Abteilungsleiterin DDQ

An der Erhebung «MAS 2015» (für Medical Ambulatory Structure) haben knapp 7000 Arztpraxen und ambulante Zentren Angaben über ihre ­Tätigkeit, Umsatz und Betriebsergebnis gemacht. Die Rücklaufquote betrug insgesamt gegen 75%. Der Abgleich der MAS-2015-Ergebnisse mit ärzteeigenen Daten zeigt vergleichbare Ergebnisse trotz unterschiedlicher Datenquellen. Das durchschnittliche Ergebnis aus Praxis- und anderen Tätigkeiten beträgt 155 000 CHF, wobei 89% der Praxistätigkeit prämienfinanziert sind.

Ausgangslage

Am 20. März 2018 publizierte das Bundesamt für Statistik BFS die Analyse der Teilnahmezahlen und der Grundgesamtheit aller Ärzte für die erste Erhebung «Strukturdaten der Arztpraxen und ambulanten Zen­tren (MAS) [1]. Rund drei Viertel der angeschriebenen Arztpraxen und ambulanten Zentren lieferten Angaben zu ihrer Situation. Fast 7000 Arztpraxen und ambulante Zentren, und damit die Hälfte der zur bereinigten Grundgesamtheit gehörenden Unternehmen, haben den Fragebogen ausgefüllt und Daten geliefert [1]. Darauf basierend war es dem BFS weiter möglich, am 10. April 2018 die ersten Ergebnisse aus der Erhebung MAS 2015 zu publizieren [2]. Die Erhebung der Daten zu statistischen Zwecken für MAS 2015 erfolgte auf der Basis von Artikel 23 des Krankenversicherungsgesetzes KVG und in Anwendung des Bundesstatistikgesetzes (BStatG).

Somit kann die erste Erhebung als Erfolg betrachtet werden. Gemäss dem BFS war eine wichtige «Voraussetzung für die Teilnahme der Ärzteschaft an der Er­hebung MAS 2015, dass die FMH als wichtigste Berufs­organisation sowie ihre Partner (Ärztekasse und NewIndex) die Datenlieferung zu statistischen Zwecken unterstützten. Schnittstellen zu den bestehenden Datensammlungen der Ärztekasse (RoKo), der New­Index, der FMH und des MedReg vereinfachten den ­Unternehmen die Datenerfassung. Einerseits konnten dadurch mit wenigen Klicks bestehende Daten importiert, andererseits eine hohe Datenqualität gewährleistet werden» [1].

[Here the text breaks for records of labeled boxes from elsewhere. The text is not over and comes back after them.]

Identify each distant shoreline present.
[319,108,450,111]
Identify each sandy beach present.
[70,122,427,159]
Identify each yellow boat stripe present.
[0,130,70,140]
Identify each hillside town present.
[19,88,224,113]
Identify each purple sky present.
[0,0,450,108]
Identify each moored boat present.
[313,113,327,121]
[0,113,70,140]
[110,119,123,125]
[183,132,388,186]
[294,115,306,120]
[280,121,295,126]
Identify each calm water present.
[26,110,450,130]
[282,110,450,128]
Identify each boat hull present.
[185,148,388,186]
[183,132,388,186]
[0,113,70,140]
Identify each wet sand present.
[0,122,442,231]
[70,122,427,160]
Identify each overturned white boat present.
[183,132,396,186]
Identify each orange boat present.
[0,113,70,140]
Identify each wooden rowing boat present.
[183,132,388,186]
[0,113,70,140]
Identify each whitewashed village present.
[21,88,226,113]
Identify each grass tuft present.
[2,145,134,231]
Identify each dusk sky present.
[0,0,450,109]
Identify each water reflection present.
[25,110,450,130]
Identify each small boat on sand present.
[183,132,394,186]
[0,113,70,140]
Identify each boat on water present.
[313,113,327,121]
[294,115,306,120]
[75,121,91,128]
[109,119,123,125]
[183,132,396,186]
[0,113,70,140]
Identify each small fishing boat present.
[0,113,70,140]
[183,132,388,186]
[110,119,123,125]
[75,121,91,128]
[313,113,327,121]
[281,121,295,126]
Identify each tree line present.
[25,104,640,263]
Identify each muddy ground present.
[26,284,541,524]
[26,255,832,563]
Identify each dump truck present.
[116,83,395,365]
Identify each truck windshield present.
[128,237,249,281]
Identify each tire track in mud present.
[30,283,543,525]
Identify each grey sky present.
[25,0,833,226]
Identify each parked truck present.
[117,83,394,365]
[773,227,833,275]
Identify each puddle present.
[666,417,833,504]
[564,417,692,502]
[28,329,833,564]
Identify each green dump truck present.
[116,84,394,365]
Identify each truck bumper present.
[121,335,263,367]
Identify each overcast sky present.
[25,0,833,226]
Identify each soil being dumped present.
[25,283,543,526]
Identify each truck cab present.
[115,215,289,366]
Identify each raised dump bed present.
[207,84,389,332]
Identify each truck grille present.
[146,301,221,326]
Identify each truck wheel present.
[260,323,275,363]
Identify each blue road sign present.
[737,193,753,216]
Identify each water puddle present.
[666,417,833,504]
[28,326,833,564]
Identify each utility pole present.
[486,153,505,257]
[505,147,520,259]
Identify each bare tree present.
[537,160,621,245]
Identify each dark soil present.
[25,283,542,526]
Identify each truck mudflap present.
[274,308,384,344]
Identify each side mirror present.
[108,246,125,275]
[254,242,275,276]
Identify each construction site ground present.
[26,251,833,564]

Analyse der Daten durch die FMH

Die Ergebnisse aus der Erhebung MAS 2015 sind für die FMH und die Ärzteschaft von zentraler Bedeutung und Interesse. Auf Grundlage des Bundesstatistikgesetzes und der Verordnung über die Durchführung von statistischen Erhebungen des Bundes sowie des Datenschutzgesetzes machte die FMH von der Möglichkeit Gebrauch, die Daten der Erhebung MAS 2015 mit einer klaren Zweckformulierung betreffend Forschung, Planung und Statistik beim BFS zu beantragen.

Der Abgleich der Ergebnisse aus der MAS-2015-Erhebung mit den ärzteeigenen Daten hinsichtlich Qualität, Aussagekraft und Interpretation soll eine trans­parente und faktenbasierte Diskussion auf Basis einer validierten Datengrundlage ermöglichen.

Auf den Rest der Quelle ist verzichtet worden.